Grading The Handmaiden, scene by scene

Grading The Handmaiden

The Handmaiden is a poisonous and feminist tale from director Park Chan-wook, inspired by Sarah Waters’s 2002 novel, Fingersmith.  With the setting transposed to 1930s colonial Korea and Japan, it is a gripping and sensual story of a young Japanese lady living on a secluded estate, and a Korean woman who is hired to serve as her new handmaiden, but who is secretly involved in a con-man’s plot to defraud her of her large inheritance.

The film, which is the first Korean movie ever to win a BAFTA award for best foreign language film, was graded on Baselight by Park Jin-Ho, senior colourist at Cinemate in South Korea.

Library basement - After

The colour grade was completed in two weeks. One of the key challenges for the colourist was to express the wet and humid weather after the rain. “It was difficult to recreate the sense of a wet and muggy scene on the screen,” he explains. “I found it really useful to mix several grades in one stack. It meant I could catch a thought and grade immediately before the idea disappeared, then blend it into the overall grade.”

Soul asylum - after

Park Jin-Ho has worked on several movie projects with director Park Chan-wook since his time as a junior colourist and he also has plenty of experience working alongside Park Chan-wook’s partner, renowned cinematographer Chung Chung-hoon. This close relationship meant that when The Handmaiden project started, he was able to join in discussions at the pre-production stage, which gave him time to test and adjust the camera and lens characteristics that had been chosen by the DOP in advance.

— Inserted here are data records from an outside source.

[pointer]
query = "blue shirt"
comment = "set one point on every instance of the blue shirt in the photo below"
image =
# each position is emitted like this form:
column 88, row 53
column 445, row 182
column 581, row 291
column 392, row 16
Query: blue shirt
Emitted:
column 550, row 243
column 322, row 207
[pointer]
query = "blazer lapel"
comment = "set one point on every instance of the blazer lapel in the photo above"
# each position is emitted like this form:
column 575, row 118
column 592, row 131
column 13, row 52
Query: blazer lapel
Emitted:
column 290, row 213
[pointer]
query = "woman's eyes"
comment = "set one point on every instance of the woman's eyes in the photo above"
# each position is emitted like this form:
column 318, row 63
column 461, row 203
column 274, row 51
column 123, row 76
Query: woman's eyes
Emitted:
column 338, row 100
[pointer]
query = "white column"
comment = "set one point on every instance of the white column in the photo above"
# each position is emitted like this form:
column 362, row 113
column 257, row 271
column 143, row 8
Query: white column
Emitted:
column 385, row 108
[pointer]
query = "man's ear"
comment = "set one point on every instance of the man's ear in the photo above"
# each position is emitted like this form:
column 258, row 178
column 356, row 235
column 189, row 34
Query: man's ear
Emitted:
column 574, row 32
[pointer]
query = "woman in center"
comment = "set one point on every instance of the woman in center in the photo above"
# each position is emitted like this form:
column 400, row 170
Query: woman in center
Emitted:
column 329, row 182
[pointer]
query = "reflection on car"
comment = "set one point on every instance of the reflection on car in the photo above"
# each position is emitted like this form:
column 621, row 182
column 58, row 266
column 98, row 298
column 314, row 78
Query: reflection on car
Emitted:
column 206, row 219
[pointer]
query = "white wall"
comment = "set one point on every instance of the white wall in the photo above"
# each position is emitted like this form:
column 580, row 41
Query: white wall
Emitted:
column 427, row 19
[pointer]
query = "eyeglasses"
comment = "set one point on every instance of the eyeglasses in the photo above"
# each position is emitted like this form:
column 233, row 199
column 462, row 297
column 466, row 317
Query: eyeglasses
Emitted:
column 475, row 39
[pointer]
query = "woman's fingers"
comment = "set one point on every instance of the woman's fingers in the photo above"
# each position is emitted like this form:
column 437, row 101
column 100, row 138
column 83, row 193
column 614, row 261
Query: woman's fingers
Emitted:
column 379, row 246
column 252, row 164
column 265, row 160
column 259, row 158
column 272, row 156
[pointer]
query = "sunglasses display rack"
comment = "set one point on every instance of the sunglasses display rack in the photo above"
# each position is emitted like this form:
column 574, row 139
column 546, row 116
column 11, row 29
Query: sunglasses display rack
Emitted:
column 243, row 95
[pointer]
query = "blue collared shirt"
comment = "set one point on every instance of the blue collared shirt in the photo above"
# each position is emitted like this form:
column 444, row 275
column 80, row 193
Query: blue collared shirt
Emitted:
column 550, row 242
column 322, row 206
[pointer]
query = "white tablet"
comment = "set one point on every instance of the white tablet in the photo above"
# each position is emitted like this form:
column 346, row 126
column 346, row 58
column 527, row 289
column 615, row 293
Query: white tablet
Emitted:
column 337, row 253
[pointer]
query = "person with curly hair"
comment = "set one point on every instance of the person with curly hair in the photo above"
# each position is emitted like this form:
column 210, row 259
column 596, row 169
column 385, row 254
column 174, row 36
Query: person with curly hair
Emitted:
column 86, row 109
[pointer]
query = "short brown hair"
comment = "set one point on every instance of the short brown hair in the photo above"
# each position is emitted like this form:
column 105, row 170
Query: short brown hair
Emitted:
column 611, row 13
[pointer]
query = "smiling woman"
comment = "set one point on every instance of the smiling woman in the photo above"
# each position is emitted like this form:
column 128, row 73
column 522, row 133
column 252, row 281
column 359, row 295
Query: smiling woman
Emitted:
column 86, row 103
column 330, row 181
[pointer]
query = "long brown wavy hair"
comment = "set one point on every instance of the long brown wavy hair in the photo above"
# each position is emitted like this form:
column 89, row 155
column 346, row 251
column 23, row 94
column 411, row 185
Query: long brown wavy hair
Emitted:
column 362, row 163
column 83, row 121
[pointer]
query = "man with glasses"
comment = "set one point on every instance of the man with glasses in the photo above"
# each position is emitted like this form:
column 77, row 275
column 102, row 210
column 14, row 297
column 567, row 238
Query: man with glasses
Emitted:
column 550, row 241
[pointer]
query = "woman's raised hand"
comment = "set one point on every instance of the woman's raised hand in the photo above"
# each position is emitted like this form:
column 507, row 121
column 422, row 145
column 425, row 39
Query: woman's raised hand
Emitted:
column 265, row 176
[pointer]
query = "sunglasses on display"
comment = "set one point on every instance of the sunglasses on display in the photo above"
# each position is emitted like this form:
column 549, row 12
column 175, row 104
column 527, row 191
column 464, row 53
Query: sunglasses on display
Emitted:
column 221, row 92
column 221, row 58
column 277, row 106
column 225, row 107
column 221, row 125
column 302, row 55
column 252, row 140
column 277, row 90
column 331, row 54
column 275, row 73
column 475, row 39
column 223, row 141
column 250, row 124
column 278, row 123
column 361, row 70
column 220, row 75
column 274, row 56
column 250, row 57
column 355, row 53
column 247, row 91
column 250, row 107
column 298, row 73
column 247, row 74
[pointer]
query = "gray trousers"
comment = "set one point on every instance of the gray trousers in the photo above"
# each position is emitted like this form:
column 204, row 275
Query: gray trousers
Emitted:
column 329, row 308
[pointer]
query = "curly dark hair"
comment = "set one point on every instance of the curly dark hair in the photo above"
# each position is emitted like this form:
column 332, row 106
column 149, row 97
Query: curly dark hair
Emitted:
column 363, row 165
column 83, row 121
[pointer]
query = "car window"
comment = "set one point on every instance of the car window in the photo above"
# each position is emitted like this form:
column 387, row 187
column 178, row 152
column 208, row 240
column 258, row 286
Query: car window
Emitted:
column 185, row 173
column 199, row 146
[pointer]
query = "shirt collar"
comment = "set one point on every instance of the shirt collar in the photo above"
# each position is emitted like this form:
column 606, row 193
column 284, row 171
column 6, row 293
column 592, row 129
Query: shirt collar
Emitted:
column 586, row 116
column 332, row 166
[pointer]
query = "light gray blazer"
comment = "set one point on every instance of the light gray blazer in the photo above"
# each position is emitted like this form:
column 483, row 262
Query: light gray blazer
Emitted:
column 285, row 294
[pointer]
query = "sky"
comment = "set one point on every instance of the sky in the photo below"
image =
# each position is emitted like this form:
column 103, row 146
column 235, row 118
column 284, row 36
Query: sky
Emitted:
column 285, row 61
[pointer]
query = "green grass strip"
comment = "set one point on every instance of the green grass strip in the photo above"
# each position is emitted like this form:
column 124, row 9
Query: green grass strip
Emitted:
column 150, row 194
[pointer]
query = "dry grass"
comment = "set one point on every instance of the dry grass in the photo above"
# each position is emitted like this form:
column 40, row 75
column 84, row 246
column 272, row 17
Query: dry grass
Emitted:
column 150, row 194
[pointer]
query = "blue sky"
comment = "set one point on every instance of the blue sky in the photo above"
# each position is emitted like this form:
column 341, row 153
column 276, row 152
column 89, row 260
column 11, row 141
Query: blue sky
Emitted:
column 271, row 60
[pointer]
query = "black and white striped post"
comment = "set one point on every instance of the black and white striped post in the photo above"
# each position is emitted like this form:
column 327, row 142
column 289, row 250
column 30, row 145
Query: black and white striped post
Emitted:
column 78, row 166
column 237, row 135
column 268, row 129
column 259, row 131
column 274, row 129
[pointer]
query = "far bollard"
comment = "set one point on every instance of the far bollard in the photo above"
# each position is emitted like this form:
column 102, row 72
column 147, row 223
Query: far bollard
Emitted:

To create the feeling of Joseon during the Japanese occupation of the 1930s, Chung Chung-hoon shot on the Arri Alexa, with 1970’s anamorphic Hawk lenses.

In the following descriptive Scene by Scene analysis, Park Jin-Ho guides us through some of his work on various scenes in the movie, accompanied by a selection of before and after visuals (use sliders and magnifiers to view).

Scene – In front of the rain at BoYoungDang

The first scene is a very cloudy day. In CG, storm clouds were added in the sky. Then, in the DI, I removed the warm tone of the original footage to better express the cloudy day. To make the tone of the characters colder, I removed the yellow colour and added blue that is close to white.